Rejection of Garlock bankruptcy plan by asbestos victims
The committee of 12 asbestos personal injury claimants, represented by their attorneys, in the ongoing bankruptcy case of Garlock Sealing Technologies (GST) is urging asbestos victims to reject the company’s second amended reorganization plan believing that the plan does not provide enough money to compensate future claimants and is also not in compliance with Congress’ bankruptcy code for asbestos-related reorganizations. The first reorganization plan was initially rejected by the bankruptcy court in 2013.
Before filing for bankruptcy protection in 2010, GST defended itself against the litigation, denying that the asbestos in its products were a health hazard. However, the committee’s official court filing, showed that GST “paid or committed to pay $1.366 billion,” for asbestos-related claims between 1975 and June 5, 2010. There are more than 100,000 active claims still pending. As per the committee GST’s present and future asbestos liability is $1.26 billion. Contrary to this, a U.S. District Court judge sided with GST in 2014, and ordered a significantly lower liability of $125 million. See In re Garlock Sealing Techs., LLC, 504 B.R. 71 (2014).
All the identifiable asbestos claimants, who already should have received a solicitation package that includes a voting ballot, will vote on the new plan, for which votes are likely to be returned by October 6, 2015. This also marks the deadline for filing all asbestos-related claims against GST to be considered valid, with an exception to asbestos-related injuries diagnosed after August 1, 2014. Reportedly, a court-appointed future claimants’ representative (FCR) will support and vote to accept the plan.
Under the plan, a $327.5 million settlement facility will be established to pay current and future claims, accompanied by a $162 million litigation fund that will be available over the next 40 years and prohibiting any future filing of asbestos-related claims against GST. Current and future claimants will further have an option of accepting a pre-arranged settlement on a variety of claims, or be able to move to litigation that comes with various restrictions. GST would not be responsible for anything beyond the pre-arranged total value of the plan.

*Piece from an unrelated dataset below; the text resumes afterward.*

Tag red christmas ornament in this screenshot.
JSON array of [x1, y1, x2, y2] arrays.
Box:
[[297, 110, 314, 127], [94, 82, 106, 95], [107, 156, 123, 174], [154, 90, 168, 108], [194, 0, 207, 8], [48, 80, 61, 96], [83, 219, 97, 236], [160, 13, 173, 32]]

However, the committee is of the opinion that the capped amount will be inadequate to pay the eligible claimants, either through settlement or litigation judgment.
Another issue now is who can vote and how the process would work, particularly with those represented by the FCR. The plan is scheduled for a consideration of confirmation by the Western District of U.S. Bankruptcy Court in Charlotte, North Carolina on June 20, 2016.